«Минька!»
И он побежал обратно, туда, где суетились, склоняясь над землей и что-то там делая, люди, много людей, уже почти уверенный, что несчастье произошло не с кем-то, а с сыном, и в то же время еще сомневающийся, точнее, страшно желающий сомневаться в этом.
А потом было такое, что и вовсе вспоминать тяжело, противно: он лез и лез к Миньке, жалко распластавшемуся на дороге, окровавленному, ревел, задыхаясь, звал сына, что-то орал, а люди грубо отталкивали его, и кто-то все время выкрикивал с озлоблением:
— Уйди, паразит! Налакался, как скотина. И еще — «сы-но-чек!»
Его не взяли, грубо отпихнув, будто он не человек, а так… не поймешь кто. Но Сенин нашел палату, куда положили сына, и там, уже с упрямым, злым молчанием, сопя и шмыгая носом, лез и лез, пытаясь увидеть Миньку, но медики выпроваживали его, а потом оттолкнули, пообещав вызвать милицию.
Он не пошел домой, дома для него теперь как бы и не было, убрел на вокзал и там пытался продать часы. Все отмахивались от него и только один пассажир спросил с насмешкой:
— Утырил, наверно, и хошь сбыть побыстрее? — Сунул Сенину трешку: — Давай!..
— Да ты чо это?! Вон каки часы. Они ж позолочены.
— Ну, тогда катись!
— Дай хоть пятнадцать.
— Хватит и трешки.
— Ну хоть… десятку дай. Такие часы!
Мужик повернулся к нему боком.
— Давай за десятку, слышь!
— Вот трешка с мелочью.

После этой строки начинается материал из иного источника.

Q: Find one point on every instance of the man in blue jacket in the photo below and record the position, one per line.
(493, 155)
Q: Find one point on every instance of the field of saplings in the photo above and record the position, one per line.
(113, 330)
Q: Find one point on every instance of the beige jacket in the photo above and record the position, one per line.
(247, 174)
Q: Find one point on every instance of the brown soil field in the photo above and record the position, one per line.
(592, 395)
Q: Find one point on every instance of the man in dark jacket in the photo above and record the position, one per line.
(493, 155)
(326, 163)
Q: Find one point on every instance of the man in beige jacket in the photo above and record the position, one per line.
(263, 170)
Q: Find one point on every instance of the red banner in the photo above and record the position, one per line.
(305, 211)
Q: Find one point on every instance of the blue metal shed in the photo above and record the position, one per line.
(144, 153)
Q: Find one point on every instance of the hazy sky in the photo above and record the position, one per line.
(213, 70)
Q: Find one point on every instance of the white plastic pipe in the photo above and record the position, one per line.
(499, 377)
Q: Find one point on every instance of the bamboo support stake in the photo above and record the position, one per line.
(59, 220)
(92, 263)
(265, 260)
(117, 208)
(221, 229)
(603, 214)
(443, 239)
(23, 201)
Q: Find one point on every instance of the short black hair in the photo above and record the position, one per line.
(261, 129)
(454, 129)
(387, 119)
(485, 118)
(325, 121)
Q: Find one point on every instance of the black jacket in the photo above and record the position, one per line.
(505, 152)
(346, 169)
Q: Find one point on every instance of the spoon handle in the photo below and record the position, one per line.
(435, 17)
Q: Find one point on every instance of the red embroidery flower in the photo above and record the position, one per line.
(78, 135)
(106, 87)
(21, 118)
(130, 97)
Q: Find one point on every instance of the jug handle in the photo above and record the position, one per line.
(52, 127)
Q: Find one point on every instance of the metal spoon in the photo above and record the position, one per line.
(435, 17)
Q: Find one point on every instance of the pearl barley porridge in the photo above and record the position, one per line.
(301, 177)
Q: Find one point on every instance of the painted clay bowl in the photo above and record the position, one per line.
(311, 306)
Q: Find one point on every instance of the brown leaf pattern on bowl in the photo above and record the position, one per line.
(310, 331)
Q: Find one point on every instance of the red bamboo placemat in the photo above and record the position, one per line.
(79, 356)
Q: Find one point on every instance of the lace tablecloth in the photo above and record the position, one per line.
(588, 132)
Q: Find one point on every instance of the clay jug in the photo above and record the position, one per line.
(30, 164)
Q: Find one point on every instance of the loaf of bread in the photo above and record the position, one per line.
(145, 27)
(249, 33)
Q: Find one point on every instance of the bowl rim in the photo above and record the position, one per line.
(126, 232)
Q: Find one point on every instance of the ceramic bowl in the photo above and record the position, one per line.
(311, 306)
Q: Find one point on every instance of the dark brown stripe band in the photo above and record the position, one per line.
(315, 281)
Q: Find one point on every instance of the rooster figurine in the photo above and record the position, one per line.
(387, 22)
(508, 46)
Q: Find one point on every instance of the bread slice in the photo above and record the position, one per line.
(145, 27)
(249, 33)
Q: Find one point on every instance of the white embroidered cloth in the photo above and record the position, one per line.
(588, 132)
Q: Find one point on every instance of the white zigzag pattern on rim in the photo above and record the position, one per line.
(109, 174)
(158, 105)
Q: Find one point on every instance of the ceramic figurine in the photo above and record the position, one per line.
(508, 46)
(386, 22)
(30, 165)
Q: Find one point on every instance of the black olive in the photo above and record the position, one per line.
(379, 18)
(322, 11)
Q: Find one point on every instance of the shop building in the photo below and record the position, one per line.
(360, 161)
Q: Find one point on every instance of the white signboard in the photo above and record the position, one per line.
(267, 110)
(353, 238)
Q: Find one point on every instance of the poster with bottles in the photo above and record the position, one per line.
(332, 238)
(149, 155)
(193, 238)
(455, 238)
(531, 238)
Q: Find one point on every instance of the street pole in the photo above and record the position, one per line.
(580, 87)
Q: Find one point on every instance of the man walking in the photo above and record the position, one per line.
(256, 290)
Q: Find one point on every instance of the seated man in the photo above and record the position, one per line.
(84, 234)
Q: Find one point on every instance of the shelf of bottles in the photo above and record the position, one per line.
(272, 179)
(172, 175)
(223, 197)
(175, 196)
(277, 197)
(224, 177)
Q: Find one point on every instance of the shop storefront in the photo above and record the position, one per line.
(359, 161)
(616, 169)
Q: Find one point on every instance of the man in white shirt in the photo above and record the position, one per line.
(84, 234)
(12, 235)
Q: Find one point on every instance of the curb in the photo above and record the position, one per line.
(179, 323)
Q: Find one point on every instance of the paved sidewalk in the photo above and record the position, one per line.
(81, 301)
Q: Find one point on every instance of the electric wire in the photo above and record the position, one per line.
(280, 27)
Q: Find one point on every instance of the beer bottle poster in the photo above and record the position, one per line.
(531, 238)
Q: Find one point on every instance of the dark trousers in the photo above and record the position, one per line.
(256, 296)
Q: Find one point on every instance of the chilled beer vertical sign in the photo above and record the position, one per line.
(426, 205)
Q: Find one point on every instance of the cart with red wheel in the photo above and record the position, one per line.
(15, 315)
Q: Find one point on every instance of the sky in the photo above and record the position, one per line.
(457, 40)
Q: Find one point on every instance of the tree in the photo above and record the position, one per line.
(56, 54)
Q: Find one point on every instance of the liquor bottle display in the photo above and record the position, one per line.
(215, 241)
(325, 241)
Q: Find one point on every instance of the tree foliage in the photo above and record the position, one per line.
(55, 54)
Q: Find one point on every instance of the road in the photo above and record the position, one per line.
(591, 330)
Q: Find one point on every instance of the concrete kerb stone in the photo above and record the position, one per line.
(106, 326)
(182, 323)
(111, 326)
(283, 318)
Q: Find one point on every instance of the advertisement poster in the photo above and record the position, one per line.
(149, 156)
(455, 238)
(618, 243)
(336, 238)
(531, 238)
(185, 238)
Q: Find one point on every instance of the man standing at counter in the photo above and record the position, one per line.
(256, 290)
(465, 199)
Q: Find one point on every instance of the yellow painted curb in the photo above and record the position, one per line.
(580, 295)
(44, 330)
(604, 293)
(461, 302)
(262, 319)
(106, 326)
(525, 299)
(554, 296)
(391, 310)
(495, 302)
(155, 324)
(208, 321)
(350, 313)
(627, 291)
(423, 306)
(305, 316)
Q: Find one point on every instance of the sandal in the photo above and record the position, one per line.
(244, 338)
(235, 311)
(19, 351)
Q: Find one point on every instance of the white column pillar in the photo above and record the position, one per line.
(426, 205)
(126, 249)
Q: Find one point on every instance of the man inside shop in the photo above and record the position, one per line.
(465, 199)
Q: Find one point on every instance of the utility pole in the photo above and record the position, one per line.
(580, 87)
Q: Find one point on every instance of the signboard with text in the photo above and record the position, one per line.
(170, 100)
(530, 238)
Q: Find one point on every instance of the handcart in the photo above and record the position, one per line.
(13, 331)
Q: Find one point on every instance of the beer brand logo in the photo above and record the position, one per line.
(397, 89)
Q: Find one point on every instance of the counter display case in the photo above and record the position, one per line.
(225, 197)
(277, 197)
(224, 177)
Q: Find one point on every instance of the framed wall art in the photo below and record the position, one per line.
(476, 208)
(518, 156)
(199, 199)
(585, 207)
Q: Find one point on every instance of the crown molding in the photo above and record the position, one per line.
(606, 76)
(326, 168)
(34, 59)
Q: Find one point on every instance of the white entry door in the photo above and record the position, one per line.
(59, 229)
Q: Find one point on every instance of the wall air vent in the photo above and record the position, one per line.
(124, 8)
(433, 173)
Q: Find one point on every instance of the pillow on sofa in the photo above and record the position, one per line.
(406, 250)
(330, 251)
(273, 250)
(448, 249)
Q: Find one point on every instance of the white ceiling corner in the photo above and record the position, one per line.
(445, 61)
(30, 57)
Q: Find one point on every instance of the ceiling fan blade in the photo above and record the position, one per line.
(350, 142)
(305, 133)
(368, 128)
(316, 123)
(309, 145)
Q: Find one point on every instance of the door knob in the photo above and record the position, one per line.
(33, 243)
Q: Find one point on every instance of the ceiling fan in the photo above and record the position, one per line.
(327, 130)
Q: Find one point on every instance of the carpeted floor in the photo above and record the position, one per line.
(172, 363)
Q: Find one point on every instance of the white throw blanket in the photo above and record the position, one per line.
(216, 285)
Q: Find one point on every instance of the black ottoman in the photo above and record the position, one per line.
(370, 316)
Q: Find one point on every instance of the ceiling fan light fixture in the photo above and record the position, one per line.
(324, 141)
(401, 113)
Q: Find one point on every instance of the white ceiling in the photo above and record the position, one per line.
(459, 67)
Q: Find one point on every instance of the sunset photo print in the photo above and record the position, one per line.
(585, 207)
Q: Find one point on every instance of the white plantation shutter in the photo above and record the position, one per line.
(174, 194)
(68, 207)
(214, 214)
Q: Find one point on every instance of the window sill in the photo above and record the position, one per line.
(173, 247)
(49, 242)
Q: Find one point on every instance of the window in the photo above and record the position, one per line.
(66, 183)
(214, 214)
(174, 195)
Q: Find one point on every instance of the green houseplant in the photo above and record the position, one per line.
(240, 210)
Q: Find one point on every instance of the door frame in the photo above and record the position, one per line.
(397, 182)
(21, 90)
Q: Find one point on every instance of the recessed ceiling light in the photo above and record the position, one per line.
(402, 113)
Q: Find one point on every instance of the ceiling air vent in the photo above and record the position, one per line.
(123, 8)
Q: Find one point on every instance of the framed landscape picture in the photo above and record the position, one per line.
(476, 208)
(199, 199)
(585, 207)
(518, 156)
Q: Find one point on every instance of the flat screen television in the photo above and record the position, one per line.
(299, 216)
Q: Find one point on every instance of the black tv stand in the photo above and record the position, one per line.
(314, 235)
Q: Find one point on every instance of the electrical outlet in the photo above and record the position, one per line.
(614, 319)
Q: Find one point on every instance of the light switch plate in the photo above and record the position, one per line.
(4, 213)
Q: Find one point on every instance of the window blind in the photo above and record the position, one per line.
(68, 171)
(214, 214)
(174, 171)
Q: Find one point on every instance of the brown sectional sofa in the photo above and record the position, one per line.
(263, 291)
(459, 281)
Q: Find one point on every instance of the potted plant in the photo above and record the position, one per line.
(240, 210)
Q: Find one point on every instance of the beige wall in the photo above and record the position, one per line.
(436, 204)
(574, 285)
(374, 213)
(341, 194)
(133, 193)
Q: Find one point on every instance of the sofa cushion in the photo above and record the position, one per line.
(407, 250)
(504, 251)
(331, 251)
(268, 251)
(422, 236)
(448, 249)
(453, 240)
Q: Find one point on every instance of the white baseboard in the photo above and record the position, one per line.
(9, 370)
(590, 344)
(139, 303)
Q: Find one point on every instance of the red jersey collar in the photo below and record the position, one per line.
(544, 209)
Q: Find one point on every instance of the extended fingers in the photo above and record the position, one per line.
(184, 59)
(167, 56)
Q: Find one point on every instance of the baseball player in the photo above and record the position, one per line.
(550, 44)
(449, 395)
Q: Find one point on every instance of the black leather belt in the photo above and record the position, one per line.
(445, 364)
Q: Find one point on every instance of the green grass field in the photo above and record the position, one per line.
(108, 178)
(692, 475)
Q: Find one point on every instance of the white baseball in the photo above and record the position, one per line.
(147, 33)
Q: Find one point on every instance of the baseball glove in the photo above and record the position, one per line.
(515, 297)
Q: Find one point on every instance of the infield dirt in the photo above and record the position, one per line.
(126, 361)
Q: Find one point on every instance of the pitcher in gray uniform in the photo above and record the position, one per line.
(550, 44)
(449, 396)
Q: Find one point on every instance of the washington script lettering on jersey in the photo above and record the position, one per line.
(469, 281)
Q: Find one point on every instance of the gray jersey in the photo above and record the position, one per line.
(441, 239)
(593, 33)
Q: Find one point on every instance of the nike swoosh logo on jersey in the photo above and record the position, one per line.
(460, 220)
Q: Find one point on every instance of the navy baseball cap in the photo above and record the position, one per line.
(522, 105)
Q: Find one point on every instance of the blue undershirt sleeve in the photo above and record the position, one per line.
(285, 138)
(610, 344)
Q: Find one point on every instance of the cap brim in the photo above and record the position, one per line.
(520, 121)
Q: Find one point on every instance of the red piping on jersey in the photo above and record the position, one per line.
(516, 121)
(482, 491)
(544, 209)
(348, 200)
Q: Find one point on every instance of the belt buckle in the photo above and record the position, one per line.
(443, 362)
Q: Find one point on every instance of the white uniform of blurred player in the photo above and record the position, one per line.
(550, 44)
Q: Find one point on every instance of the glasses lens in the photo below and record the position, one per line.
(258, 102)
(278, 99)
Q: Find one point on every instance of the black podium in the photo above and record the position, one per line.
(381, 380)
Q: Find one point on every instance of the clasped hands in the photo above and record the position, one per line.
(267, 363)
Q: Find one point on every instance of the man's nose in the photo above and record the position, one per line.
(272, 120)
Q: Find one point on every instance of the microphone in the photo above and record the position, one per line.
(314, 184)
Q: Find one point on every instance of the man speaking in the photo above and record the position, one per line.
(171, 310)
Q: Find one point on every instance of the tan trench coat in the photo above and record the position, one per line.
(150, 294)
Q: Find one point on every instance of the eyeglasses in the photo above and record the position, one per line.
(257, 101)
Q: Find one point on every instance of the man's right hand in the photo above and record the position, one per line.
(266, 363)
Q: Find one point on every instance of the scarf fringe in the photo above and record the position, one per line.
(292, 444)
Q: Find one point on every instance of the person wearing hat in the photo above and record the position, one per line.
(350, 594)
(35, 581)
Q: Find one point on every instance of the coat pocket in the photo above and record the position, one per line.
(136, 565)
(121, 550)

И больше не разговариваю.
Тут же поблизости, в овощном магазине, он уговорил продавщицу продать ему две бутылки вина — вечером не продавали, наврав ей с три короба (проездом братан с племяшом…), распил их в шумной темноте и, совершенно ошалелый от алкоголя, от горя и усталости, шатался-болтался по улице, натыкаясь на прохожих, на стены домов и на изгороди, падал, вставал, снова шел и снова падал, не думая о том, куда идет и зачем, лишь чувствуя смутную, неосмысленную потребность двигаться, двигаться, двигаться. Потом где-то в мертвом переулке ему захотелось тепла и покоя, и Сенин решил снова пойти на вокзал, сесть там где-нибудь в уголке незаметно, и уже повернул обратно, но тут же свалился в мягкий сугроб. Стал на карачки, пытаясь подняться, и не смог: все меркло в глазах, исчезало и нестерпимо хотелось спать…
Он быстро застыл бы, если бы его не заметил случайный прохожий.
…Да, он убегал от сына. Убегал, что уж там… Он не понимает людей, которые говорят: пьяный был и ничего не помню, не верит им. Он тогда ускорил шаги, хотя и не было уверенности, что сзади Минька. А когда пронзительно завизжала машина, сказал себе: «Минька!..» Сказал ведь! Николай знал, что теперь он будет чувствовать постоянную вину перед сыном. Это как заноза в мозгу.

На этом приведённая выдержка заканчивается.